Only after making his name as a writer did Kassák enter the realm of the visual arts. His work shows great influence of the diverse and myriad movements pervading Europe in the twentieth century, combining Futurist, Abstractionist, Constructivist and at times Impressionist elements in his pieces. Kassák’s introduction to the visual arts started with “image poems” which he published in his journal MA. From here, he progressed to creating Dadaist-inspired front covers for the journal which relied on letter and object motifs. But Kassák and his other artist writers for MA rapidly shifted from Expressionist and Dadaist artwork towards a more reductive form of geometric abstraction, or rather specifically, Constructivism. In Kassák’s Constructivist “picture architectures”, as he called them, he distinguished spatial constructions from dynamic constructions, employing a rigid shaping form that differentiated his work from that of other Abstractionist and Constructivist artists of the time.

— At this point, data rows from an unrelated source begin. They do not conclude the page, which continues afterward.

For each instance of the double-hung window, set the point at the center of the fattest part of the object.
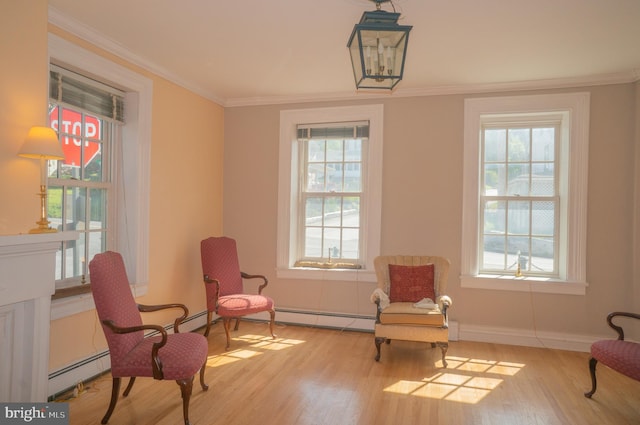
(102, 112)
(524, 198)
(331, 191)
(519, 202)
(329, 197)
(88, 116)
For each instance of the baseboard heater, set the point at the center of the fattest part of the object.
(63, 380)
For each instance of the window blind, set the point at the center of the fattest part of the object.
(76, 90)
(357, 130)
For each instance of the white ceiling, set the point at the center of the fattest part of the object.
(254, 51)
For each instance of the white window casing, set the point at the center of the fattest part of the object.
(573, 108)
(131, 178)
(288, 192)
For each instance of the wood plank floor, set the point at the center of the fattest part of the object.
(311, 376)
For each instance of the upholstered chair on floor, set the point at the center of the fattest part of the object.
(176, 356)
(411, 301)
(618, 354)
(224, 286)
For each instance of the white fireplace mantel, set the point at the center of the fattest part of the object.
(27, 281)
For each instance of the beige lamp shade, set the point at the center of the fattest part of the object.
(41, 143)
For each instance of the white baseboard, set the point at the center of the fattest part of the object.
(526, 337)
(66, 378)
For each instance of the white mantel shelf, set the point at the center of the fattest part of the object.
(27, 281)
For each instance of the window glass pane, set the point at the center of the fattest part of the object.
(334, 177)
(494, 217)
(315, 177)
(313, 212)
(353, 177)
(334, 150)
(353, 150)
(313, 242)
(518, 144)
(350, 243)
(543, 218)
(351, 211)
(331, 242)
(494, 179)
(543, 144)
(517, 247)
(542, 179)
(315, 149)
(518, 183)
(93, 160)
(54, 206)
(333, 212)
(493, 253)
(98, 205)
(518, 217)
(97, 243)
(495, 145)
(75, 208)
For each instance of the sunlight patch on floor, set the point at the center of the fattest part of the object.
(253, 345)
(464, 380)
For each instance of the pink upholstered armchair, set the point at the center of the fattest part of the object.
(176, 356)
(620, 355)
(224, 287)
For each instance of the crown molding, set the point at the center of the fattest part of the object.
(89, 34)
(83, 31)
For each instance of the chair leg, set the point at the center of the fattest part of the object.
(272, 313)
(227, 324)
(379, 341)
(129, 386)
(206, 331)
(186, 386)
(115, 389)
(592, 370)
(204, 386)
(444, 346)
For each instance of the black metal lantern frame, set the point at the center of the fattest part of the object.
(378, 48)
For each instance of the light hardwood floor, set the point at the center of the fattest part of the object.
(311, 376)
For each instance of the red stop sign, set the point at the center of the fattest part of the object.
(72, 125)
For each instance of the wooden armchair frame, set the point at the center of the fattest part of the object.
(620, 355)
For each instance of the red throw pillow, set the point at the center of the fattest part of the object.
(411, 283)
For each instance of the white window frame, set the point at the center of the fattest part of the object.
(131, 177)
(573, 163)
(288, 191)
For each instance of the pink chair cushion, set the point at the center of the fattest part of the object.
(411, 283)
(241, 304)
(181, 357)
(621, 356)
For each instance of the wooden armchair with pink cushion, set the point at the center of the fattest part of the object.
(618, 354)
(224, 286)
(411, 301)
(176, 356)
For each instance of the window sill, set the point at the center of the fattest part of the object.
(68, 306)
(355, 275)
(523, 284)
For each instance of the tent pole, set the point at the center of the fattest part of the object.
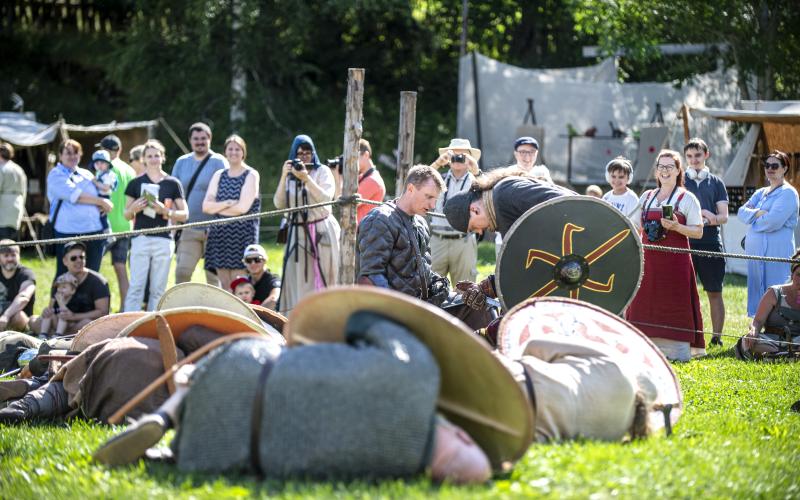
(685, 116)
(477, 98)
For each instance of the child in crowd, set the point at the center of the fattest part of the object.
(65, 286)
(618, 175)
(105, 180)
(594, 190)
(244, 289)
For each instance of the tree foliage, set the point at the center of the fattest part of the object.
(759, 37)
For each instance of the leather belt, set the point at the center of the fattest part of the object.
(450, 236)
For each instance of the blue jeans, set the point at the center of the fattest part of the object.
(94, 252)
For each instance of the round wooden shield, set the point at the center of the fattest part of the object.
(573, 246)
(541, 318)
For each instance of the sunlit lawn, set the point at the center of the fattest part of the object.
(737, 438)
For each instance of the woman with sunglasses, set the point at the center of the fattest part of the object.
(90, 300)
(771, 214)
(667, 307)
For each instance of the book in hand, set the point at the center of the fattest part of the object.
(150, 194)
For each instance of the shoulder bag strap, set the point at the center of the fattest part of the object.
(196, 174)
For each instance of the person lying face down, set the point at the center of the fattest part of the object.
(365, 408)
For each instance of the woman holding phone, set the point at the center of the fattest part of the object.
(667, 307)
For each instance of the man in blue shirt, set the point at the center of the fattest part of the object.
(192, 244)
(710, 190)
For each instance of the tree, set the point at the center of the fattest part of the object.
(759, 37)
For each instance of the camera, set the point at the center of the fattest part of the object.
(336, 163)
(654, 231)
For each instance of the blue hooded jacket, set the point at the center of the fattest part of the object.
(304, 139)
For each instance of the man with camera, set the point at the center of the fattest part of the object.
(453, 251)
(394, 241)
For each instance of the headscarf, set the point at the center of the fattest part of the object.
(304, 139)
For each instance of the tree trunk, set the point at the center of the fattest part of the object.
(352, 134)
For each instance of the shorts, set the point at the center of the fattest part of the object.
(119, 250)
(710, 270)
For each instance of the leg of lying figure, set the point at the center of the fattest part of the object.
(13, 389)
(131, 445)
(46, 402)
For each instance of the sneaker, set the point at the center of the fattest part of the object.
(132, 444)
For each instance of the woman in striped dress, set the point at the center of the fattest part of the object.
(232, 192)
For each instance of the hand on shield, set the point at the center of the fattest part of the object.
(473, 296)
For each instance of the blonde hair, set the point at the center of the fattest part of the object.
(236, 139)
(155, 144)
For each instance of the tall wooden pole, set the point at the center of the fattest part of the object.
(352, 134)
(405, 138)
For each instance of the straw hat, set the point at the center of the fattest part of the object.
(105, 327)
(192, 294)
(462, 144)
(477, 392)
(180, 319)
(547, 316)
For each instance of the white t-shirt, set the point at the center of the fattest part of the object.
(689, 205)
(627, 203)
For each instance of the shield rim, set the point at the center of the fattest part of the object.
(554, 201)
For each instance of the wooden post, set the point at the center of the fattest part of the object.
(352, 134)
(685, 116)
(405, 138)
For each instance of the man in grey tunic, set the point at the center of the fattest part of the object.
(394, 241)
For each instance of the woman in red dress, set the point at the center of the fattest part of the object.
(667, 307)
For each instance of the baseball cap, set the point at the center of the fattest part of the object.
(526, 140)
(110, 142)
(101, 155)
(255, 250)
(72, 245)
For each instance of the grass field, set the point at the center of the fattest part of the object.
(737, 438)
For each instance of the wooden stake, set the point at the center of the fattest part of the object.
(352, 134)
(685, 116)
(405, 139)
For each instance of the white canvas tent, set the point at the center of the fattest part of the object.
(770, 125)
(493, 101)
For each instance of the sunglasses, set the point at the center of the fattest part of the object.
(772, 165)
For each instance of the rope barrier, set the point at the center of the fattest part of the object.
(689, 330)
(344, 201)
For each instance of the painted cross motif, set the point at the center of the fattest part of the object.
(574, 267)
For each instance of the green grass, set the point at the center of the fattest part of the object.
(737, 438)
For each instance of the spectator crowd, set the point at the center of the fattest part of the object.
(686, 209)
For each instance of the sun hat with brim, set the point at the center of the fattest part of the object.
(462, 144)
(477, 392)
(191, 294)
(270, 317)
(545, 317)
(180, 319)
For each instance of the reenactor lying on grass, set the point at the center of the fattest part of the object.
(377, 384)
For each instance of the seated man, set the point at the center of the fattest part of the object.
(91, 298)
(17, 289)
(267, 285)
(776, 325)
(394, 241)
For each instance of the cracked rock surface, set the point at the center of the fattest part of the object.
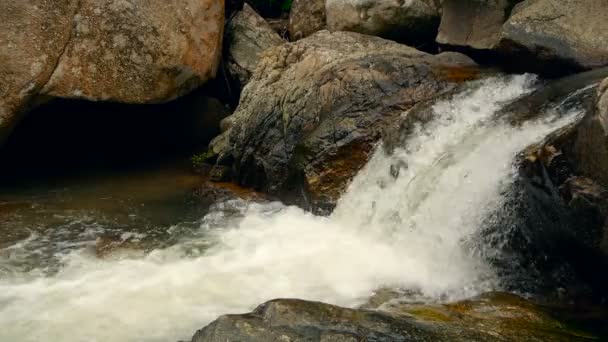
(132, 51)
(314, 109)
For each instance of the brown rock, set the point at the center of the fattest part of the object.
(558, 34)
(139, 51)
(248, 35)
(306, 17)
(411, 22)
(474, 24)
(313, 109)
(33, 35)
(134, 51)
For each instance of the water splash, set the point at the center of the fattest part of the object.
(411, 232)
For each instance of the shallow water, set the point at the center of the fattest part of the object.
(182, 266)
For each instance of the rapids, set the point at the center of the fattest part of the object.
(415, 233)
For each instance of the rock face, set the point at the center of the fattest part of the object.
(591, 155)
(591, 146)
(248, 35)
(475, 24)
(314, 109)
(492, 317)
(558, 33)
(132, 51)
(139, 51)
(412, 21)
(33, 35)
(306, 17)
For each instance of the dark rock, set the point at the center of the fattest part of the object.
(314, 109)
(411, 22)
(492, 317)
(306, 17)
(121, 51)
(247, 36)
(557, 36)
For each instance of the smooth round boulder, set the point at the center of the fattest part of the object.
(33, 35)
(306, 17)
(130, 51)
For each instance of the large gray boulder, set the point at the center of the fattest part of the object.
(314, 109)
(473, 24)
(306, 17)
(490, 317)
(558, 34)
(412, 21)
(132, 51)
(591, 146)
(248, 35)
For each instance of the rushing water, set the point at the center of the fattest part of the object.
(412, 232)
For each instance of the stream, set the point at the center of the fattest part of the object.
(134, 256)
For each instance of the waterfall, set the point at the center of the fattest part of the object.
(412, 231)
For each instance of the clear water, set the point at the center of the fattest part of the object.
(413, 232)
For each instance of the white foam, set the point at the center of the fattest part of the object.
(407, 232)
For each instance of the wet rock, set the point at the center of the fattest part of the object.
(306, 17)
(132, 51)
(248, 35)
(314, 109)
(411, 22)
(473, 24)
(492, 317)
(139, 52)
(554, 36)
(591, 146)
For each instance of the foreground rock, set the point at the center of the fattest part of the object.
(412, 22)
(306, 17)
(556, 34)
(248, 35)
(591, 147)
(314, 109)
(125, 51)
(557, 209)
(473, 24)
(492, 317)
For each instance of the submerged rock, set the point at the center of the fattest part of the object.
(314, 109)
(124, 51)
(550, 35)
(412, 22)
(306, 17)
(248, 35)
(591, 146)
(491, 317)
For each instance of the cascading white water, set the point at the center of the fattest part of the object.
(408, 232)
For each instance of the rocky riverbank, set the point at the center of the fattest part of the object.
(297, 106)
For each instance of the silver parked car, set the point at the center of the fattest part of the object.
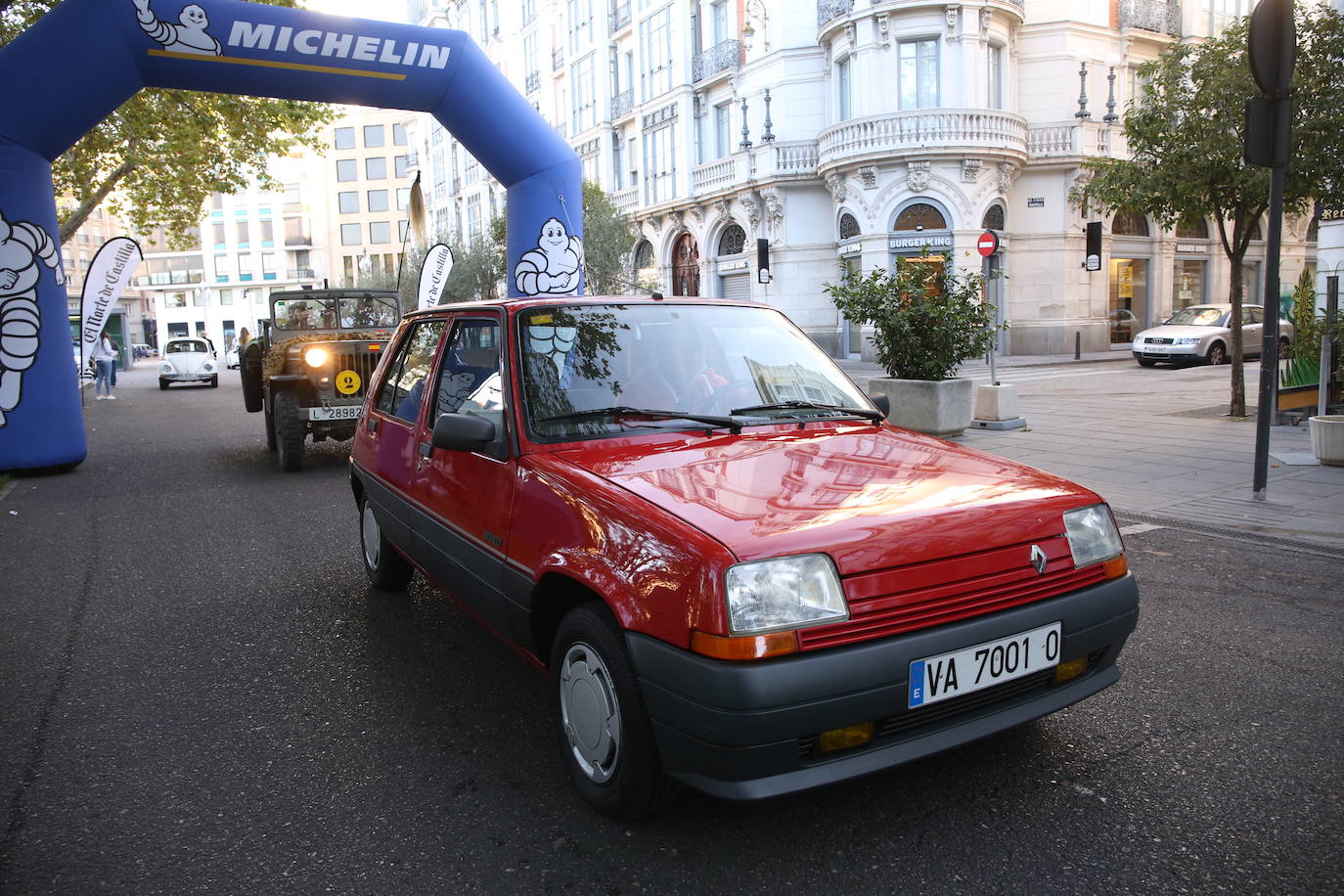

Though Kassák was forced later in his career to take a three-decade hiatus from art due to the oppressive regime he opposed, his work was still widely recognised internationally, and he participated in solo and group exhibitions in Paris, Munich, New York, London, Geneva, Cologne, Zurich and Turin.
Kassák also spent a brief period involved in politics, becoming a member of Parliament for the Social Democratic Party in 1947, but after the Communist takeover he was removed from his position and his journals closed down. He became accepted as a writer only in 1956, but still had significant restrictions imposed by the government on his artistic production. In 1957, Kassák was virtually completely silenced by the Party’s censorship rules. Nevertheless, though he was forbidden from travelling, exhibiting and publishing, Kassák’s extant artwork continued to inspire artists on both a domestic and international scale.